Pour un empire je ne bougerais. Retenant mon souffle,
Je rapprochai de son Visage divin ma face empourprée.
Quelle était loin ma maison ! Oubliée, mais non la route
Où déjà mon Père en mon Époux m’enlevait, de nuit,
Et portait en son Paradis de délices où j’étais,
À Lui, en Lui, par Lui et pour Lui ensevelie dans l’Amour,
Et pour jamais ravie.

Voilà quelle définition nous est donnée du Paradis, après la montée du Calvaire : l’entrée au Ciel, vers le Père ! comme conclusion normale d’une vie terrestre bien menée.

Comme notre âme est nourrie de biens réels, tangibles par « ces offres » d’amour sur ce chemin des croix où Dieu nous conduit pour nous introduire dans son Paradis ! Notre vie mystique est extraordinairement fondée.
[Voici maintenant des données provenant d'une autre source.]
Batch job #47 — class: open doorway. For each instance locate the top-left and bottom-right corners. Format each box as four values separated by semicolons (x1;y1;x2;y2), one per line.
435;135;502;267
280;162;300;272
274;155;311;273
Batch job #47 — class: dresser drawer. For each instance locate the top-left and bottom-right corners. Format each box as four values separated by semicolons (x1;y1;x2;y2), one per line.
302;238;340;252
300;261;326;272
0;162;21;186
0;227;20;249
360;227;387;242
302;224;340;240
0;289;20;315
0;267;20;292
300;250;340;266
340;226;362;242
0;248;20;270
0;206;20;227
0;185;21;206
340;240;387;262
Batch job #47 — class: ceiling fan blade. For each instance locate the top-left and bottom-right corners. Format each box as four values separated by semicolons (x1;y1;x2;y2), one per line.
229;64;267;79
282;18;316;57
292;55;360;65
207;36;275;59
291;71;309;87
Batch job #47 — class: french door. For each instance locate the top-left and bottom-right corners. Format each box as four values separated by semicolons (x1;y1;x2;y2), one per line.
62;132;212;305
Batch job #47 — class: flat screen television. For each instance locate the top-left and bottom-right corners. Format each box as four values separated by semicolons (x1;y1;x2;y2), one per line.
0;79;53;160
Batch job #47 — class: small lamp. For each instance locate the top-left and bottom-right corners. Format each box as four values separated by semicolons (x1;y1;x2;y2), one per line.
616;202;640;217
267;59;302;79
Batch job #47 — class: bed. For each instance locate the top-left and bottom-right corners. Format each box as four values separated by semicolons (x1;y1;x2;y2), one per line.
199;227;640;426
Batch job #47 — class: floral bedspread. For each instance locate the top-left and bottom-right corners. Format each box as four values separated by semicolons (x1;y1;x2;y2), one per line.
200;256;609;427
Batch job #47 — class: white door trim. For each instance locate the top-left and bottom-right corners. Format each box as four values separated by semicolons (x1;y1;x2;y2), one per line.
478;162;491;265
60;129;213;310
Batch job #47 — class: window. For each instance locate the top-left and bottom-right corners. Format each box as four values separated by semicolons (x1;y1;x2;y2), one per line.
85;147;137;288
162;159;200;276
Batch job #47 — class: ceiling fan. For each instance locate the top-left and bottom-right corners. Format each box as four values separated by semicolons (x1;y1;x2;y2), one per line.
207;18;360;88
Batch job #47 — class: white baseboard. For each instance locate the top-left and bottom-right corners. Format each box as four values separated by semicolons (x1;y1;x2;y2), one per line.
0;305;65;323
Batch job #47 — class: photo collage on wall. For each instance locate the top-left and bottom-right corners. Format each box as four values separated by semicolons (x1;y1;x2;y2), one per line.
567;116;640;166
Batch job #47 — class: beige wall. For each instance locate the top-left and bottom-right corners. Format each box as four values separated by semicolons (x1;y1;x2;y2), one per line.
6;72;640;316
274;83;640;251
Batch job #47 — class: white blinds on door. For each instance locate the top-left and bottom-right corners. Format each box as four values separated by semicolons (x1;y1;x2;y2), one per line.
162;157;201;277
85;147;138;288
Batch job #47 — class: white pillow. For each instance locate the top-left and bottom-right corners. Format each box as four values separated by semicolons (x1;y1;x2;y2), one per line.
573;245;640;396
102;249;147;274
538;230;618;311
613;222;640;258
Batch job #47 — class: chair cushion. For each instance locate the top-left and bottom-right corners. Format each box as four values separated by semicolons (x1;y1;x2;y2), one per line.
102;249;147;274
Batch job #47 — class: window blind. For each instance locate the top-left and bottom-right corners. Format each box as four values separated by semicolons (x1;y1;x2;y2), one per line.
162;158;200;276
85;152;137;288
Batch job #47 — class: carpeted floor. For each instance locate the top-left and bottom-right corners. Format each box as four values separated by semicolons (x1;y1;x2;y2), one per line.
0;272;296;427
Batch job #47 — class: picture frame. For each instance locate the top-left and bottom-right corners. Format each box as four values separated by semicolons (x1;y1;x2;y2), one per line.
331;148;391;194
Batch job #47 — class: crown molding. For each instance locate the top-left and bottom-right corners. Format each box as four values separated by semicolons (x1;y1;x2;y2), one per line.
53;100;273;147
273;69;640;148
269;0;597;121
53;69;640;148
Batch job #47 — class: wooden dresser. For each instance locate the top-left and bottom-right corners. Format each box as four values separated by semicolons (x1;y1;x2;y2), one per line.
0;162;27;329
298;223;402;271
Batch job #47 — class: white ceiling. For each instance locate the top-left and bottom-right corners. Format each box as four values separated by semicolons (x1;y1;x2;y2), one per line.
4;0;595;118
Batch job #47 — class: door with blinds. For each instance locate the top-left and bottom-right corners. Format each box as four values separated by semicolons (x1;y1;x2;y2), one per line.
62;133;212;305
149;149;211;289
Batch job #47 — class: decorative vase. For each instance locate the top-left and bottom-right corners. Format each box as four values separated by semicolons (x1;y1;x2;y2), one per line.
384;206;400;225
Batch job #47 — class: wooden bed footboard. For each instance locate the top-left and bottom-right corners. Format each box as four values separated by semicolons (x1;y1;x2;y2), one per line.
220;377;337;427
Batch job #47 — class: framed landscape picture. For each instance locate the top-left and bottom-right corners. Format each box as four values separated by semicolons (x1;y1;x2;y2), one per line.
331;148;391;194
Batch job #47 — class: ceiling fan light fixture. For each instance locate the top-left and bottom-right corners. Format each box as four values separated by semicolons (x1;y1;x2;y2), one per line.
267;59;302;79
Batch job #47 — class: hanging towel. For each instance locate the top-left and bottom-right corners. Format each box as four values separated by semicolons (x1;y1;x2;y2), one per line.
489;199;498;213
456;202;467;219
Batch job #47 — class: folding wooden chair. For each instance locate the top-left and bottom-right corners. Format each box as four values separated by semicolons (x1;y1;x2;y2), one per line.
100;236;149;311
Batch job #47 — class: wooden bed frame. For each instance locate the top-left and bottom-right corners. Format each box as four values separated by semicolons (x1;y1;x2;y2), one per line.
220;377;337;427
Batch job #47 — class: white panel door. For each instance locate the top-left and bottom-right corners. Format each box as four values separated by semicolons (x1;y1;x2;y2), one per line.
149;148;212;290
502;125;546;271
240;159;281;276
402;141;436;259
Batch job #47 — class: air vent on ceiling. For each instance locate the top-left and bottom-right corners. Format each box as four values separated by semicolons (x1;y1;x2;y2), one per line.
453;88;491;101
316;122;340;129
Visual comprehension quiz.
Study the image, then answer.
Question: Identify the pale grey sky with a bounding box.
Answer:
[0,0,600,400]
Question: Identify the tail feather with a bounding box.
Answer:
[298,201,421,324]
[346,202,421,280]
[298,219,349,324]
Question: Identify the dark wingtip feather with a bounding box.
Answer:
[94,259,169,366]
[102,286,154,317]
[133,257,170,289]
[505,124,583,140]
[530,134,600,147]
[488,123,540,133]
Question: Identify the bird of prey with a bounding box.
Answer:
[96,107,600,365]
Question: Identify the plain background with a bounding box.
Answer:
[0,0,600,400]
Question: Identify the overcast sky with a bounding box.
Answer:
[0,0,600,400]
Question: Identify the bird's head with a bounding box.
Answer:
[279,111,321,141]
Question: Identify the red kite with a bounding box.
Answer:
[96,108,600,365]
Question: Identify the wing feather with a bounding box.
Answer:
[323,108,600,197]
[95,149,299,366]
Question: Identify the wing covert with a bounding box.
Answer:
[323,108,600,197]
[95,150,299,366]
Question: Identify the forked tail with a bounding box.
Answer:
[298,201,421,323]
En aucune autre religion, en aucune autre philosophie nous n’avons autant de témoins, d’objets qui nous signifient de quel amour nous sommes aimés et en vue de quelle union céleste ! L’Évangile, la sainte Eucharistie, le saint Suaire, les révélations du Cœur de Jésus aux saints, la présence du Christ au Tabernacle ! Quand le Christ nous prend, Il nous emmène dans une grande aventure, celle que toute l’humanité doit vivre : Jésus m’aime et j’aime Jésus. C’est là le centre de notre religion. À nous d’en vivre !


(1) Pour un autre commentaire du poème mystique de notre Père La route de la forêt des croix, consulter la retraite sur les poèmes mystiques de saint Jean de la Croix.